I don't know, but if you tell me what happened and why you are so stressed, I might be able to help."

"You will help—you can't do anything," I yelled.

"Do you even know what I have been through? No, you don't. Do you even know what absolute humiliation is? What happens when you are thrown out by people from your own home? Why? Why? Just because of some money."

"This…is not justice." I grabbed my chest.

Suddenly, I felt a sharp pain inside my chest.

My breathing increased.

The doctor didn't flinch; he continued to stare at my soul and grabbed my back to give me support.

"Your heart needs rest."

Early the next morning, I stood up; the hospital was no longer silent.

The doctor came and greeted me.

"Good morning, mister."

"Good morning. "I couldn't see in his eyes; my soul didn't allow me to. "

He didn't kill me; if he wanted to, he could've killed me.

I couldn't trust anyone, but somehow, I felt kindness. Even though I did nothing to earn it.

A nurse came and served me food.

I didn't hesitate to eat it; my hands didn't shiver.

"You know what, mister? I thought about our conversation a lot, and I think that yes, your life was difficult, so what? Work harder so from this point your life gets better."

People care about me? I don't think so; even if I die, people will forget about me like I never existed, like Dad! Even though he was loved, he was forgotten. There is no one for me, so I am already forgotten.

I asked him to grant me leave; he told me to rest for a few days and that I should stay for a few days until he is alright, but my work called for me.

I put on my coat, took my hat, and walked out of the door.

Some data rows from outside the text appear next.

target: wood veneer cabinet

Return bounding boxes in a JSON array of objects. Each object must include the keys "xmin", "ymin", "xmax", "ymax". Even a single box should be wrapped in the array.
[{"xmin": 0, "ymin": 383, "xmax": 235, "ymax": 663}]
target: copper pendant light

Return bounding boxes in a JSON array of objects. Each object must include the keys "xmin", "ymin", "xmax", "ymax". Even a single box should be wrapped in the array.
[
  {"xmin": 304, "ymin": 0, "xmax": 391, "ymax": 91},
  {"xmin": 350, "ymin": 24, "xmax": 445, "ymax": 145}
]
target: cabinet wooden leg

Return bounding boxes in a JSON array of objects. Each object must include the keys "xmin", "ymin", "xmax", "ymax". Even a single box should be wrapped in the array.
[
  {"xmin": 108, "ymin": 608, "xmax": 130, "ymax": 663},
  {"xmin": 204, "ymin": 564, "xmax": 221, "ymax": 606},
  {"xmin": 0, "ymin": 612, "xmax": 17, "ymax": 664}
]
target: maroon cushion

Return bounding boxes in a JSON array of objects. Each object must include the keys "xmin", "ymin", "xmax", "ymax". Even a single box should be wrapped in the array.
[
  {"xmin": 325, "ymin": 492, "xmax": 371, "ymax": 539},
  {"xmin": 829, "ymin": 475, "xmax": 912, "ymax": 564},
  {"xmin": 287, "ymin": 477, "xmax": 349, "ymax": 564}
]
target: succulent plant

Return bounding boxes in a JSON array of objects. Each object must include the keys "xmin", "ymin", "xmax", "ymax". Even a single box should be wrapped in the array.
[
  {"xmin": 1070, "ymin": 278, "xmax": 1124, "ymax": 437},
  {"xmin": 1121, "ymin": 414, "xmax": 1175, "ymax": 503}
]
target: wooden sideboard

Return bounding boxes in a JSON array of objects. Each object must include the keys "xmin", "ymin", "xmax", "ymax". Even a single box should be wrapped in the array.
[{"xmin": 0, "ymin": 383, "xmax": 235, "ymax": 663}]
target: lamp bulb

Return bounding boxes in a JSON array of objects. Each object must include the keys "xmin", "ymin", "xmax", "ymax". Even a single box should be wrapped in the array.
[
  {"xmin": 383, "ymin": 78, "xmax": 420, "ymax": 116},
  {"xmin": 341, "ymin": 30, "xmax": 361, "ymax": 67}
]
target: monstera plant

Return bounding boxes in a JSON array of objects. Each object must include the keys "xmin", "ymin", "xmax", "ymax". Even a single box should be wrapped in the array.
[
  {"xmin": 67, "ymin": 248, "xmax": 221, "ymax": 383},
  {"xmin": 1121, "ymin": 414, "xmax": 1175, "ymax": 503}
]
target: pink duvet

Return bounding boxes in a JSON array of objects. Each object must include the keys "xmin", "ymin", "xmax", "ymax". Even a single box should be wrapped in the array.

In the corridor, the doctor stood; he didn't wear his old black dress with multiple blood stains.

I reached him.

"Did something happen, Doctor? Why are you wearing a white coat now?"

"Oh, you might not know, but there is a person named Louis Pasteur… but still, our hospitals have banned black dresses."

I didn't understand a bit; I think I am also stupid. What could I have said?

I started moving toward the exit of the hospital, and I turned back.

"This white coat looks good on you."

"Thanks, man. I hope we meet again and you don't come with another heart attack," he laughed.

I exited the hospital; it was still too early in the morning. The sun was not in sight, but the light was there.

Like usual, smog covered the whole of White Chapel; a small amount of light made it look almost like frosted glass in the whole air.

I don't know where I am going. Can I go back to the circus? No, I can't. What will I say that I forced the hospital to release me? I can't go there, I think—

Suddenly I saw a crowd standing.

A few people were standing there when I reached them.

"What happened here?" I asked.

"A murder. A young lady was killed by someone."

I ran in front of the crowd. My eyes widened. A lady was brutally strangled to death by a wire, which seemed to be a metal wire; her eyes were about to pop.

A lady was lying beside her who looked old and unconscious; there were cuts on her hands, and maybe she was hit so hard that she went unconscious. Maybe she was trying to save her.

A detective entered the crowd; an officer guided him.

"Come here, Sir Edward Huckel."

I saw something lying on the ground.

"tarot card?" An officer picked that card.

Can it be Ripper? Is he still killing people? That bastard, what does he think he is… I will execute him no matter what. Even if I die, I will make sure I come back and execute him. I will kill him so mercilessly that his soul will be scared to reincarnate.

Just wait for me, Ripper!

I don't know what is in my destiny or what my goal is, but I know one thing: I will not let anyone meet this fate again ever.